I understand the naysayers

I am old enough to remember when seat belts in cars were not mandatory. Putting them on doesn’t save every life but rest assured, it has cut the percentage of severe injury or deaths down significantly. Many were against them for the same reasons they are against life jackets and I hear it all the time.

I know I’ll take some heat for bringing up wearing them during the fishing day. After losing a friend in the last week and being part of a rescue a year ago where the person died, I know firsthand the pain these accidents cause. The law of large numbers tells us it will happen again but if we do our part to prevent them the numbers will remain low and life jackets just may save a few along the way.

That is my hope.

No doubt fishing without a life jacket is more comfortable and less cumbersome and many young anglers believe they are invincible to accidents but to someone who saw firsthand and also lost a dear friend from drowning, trust me when I say that it happens so quickly. Witnessing death on the water first hand changes perspective and since that day I wear my Mustang all the time. It has gotten to the point that I feel naked if I don’t have it on.

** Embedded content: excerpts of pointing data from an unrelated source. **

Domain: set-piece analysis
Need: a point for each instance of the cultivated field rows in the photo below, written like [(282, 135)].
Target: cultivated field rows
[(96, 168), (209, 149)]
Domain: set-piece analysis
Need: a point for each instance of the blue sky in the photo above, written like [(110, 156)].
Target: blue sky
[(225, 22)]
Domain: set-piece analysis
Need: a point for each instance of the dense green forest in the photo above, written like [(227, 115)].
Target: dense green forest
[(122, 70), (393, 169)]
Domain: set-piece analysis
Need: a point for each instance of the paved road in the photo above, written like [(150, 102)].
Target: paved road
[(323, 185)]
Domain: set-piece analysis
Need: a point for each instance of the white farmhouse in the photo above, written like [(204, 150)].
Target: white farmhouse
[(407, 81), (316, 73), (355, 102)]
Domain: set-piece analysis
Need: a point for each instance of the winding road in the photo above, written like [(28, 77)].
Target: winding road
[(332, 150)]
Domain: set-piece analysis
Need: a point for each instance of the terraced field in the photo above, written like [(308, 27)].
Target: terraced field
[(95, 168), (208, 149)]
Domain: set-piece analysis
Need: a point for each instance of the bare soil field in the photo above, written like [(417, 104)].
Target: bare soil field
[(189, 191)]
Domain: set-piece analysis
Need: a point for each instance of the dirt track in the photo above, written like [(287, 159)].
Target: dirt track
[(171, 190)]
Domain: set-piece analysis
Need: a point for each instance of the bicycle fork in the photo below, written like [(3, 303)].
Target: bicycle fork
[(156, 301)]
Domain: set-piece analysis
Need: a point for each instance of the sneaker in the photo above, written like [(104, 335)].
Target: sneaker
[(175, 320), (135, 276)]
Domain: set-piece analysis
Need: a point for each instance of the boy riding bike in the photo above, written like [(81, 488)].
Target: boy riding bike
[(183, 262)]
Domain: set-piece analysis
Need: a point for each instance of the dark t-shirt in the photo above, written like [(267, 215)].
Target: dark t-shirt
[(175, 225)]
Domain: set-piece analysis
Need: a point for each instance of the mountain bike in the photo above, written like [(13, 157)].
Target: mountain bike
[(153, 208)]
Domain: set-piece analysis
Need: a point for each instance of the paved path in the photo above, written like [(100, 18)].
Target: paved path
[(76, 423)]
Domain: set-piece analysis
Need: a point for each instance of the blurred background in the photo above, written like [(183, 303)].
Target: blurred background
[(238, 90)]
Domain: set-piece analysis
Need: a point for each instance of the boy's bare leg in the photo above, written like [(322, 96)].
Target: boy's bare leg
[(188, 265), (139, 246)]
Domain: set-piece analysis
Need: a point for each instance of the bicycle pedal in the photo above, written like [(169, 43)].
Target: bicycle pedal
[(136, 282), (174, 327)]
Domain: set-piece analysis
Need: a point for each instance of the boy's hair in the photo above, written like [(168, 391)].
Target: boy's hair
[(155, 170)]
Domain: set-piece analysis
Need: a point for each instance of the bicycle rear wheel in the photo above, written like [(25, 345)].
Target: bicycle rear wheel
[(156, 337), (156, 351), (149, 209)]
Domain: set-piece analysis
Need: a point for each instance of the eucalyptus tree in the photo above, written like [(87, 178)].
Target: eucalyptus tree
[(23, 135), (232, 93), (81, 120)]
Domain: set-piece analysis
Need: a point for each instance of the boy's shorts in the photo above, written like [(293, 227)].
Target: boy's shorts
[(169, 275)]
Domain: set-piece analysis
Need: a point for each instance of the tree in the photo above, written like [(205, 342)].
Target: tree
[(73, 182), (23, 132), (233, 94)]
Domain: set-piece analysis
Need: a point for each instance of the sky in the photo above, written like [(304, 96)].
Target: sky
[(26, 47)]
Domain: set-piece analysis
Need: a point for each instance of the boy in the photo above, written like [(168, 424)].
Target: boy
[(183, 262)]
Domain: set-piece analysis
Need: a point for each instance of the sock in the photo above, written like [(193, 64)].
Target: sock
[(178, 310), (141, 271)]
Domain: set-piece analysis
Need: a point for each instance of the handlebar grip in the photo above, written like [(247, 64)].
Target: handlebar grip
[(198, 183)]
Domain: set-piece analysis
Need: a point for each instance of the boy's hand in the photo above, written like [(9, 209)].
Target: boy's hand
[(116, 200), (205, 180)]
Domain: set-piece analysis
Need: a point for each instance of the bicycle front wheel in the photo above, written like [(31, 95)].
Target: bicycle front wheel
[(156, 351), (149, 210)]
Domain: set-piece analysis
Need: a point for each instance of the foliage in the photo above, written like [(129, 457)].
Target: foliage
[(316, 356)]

I was totally surprised at how many angler buddies of mine when quizzed cannot swim. That scares the dickens out of me. They can be hot, unwieldy and confining until gotten used to. Remember they are called accidents for a reason and a slip and bump to the head can be bad news.

As we age we are not as nimble, cannot swim as far as we think and we can have a harder time getting back into the boat if we fall out. Simply hoping you won’t have an accident is not a preventative measure.

I believe much of the good in fishing comes from the pros and although not a perfect solution, wearing a life jacket and being an example to others seems to just go with the territory. I am willing to bet that if the pros began to wear their PFDs more, other anglers would follow suit and not just when the big engine is running. I for one would like to see that visited by the leagues but more importantly at the grass roots levels where experience on the water is less.

I hear the leagues talking all the time about safety with trailered launches, getting off the water during lightning and inclement weather and it would just seem natural that life jackets would be part of the discussion moving forward too. Companies need to continue to develop new products that are cooler, lighter weight and are fail-safe in an accident. I have confidence they will but first, you have to wear them in order for them to work.